Pracowników Oświaty i Wychowania w Gdyni.
W trakcie przemarszu pod pomnik Józefa Piłsudskiego przy Urzędzie Miasta (al. Piłsudskiego) przy
skrzyżowaniach ulic głośno wymieniano kolejnych bohaterów rotmistrza Witolda Pileckiego,
majora „Łupaczkę”, „Zagończyka”, komandora Mieszkowskiego i innych. – Cześć i chwała
bohaterom! – gromko odpowiadali gdynianie.
Został też wyemitowany film „Inka. Zachowałam się, jak trzeba” w reżyserii
Arkadiusza Gołębiewskiego.
Do słów sanitariuszki nawiązał też Janusz Śniadek przy pomniku Józefa Piłsudskiego:
- „Powiedzcie mojej babci, że zachowałam się jak trzeba”. Życzę każdemu z nas byśmy zawsze w
swych sumieniach przy dokonywanych wyborach mogli tak powiedzieć. Gdynia jest dzieckiem
wolnej Polski.

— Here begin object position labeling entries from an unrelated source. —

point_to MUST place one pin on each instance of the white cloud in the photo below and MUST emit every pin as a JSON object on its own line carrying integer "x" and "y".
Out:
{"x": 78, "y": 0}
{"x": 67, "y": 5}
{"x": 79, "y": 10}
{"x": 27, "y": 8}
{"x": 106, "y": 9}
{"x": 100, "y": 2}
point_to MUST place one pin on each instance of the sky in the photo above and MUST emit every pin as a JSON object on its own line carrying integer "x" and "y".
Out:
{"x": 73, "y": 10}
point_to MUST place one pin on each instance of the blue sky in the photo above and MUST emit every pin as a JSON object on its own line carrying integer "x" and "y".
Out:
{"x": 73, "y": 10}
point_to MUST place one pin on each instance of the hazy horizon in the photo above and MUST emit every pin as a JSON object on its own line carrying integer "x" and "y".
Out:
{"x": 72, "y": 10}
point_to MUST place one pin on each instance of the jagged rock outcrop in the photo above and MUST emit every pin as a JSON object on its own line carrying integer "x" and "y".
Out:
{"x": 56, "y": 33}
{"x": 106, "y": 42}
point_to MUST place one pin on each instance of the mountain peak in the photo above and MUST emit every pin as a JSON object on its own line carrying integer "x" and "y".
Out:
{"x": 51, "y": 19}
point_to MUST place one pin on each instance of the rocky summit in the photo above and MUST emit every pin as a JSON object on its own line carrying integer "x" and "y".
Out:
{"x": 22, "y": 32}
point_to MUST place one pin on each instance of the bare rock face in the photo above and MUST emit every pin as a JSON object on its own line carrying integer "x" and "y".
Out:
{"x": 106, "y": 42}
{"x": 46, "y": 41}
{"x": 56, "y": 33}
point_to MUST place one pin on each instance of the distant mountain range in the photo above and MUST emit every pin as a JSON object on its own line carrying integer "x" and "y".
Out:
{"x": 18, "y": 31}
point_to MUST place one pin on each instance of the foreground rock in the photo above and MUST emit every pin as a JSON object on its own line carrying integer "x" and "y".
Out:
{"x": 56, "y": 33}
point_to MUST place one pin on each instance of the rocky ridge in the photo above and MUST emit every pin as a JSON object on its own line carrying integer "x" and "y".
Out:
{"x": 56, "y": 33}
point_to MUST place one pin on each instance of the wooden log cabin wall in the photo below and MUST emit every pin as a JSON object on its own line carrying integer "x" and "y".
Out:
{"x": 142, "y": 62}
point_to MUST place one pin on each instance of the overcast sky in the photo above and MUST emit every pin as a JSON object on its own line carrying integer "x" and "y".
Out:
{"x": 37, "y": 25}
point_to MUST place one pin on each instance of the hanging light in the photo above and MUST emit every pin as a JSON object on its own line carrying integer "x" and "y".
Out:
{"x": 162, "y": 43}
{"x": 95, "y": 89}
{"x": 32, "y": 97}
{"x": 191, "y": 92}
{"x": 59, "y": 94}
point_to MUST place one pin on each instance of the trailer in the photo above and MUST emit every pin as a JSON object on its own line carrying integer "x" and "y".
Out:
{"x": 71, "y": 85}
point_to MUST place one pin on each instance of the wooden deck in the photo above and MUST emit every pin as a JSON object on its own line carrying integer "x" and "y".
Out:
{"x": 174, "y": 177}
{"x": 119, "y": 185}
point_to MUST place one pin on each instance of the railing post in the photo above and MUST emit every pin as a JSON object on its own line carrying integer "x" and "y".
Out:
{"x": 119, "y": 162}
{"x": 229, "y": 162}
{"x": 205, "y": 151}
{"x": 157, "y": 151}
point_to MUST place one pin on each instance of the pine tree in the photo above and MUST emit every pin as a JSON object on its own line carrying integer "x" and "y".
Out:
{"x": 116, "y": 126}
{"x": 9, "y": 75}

Tu obok stoi pomnik wystawiony zabitym w pochodzie po wolność. Przed nimi zdajemy
rachunek ze swych czynów, rachunek czy zachowujemy się jak trzeba – mówił poseł Śniadek,
inicjator nadania skwerowi przy pomniku Ofiar Grudnia 1970 nazwy Placu Wolnej Polski
Współorganizatorem marszu w Gdyni, wzorem ubiegłego roku, była Komisja Międzyzakładowa NSZZ
„Solidarność” Pracowników Oświaty i Wychowania w Gdyni. Gdyńscy nauczyciele i pedagodzy z „S”
są pewni walorów wychowawczych idei Niezłomnych. Są skuteczni. Dowód – licznie przybyła na
marsz gdyńska młodzież.
Drugi gdyński marsz wyruszył o godz. 17. Również w nim przeszło kilkaset osób pod narodowymi
flagami i z pochodniami. Zorganizowali go kibice Arki Gdynia i środowiska młodzieży narodowej.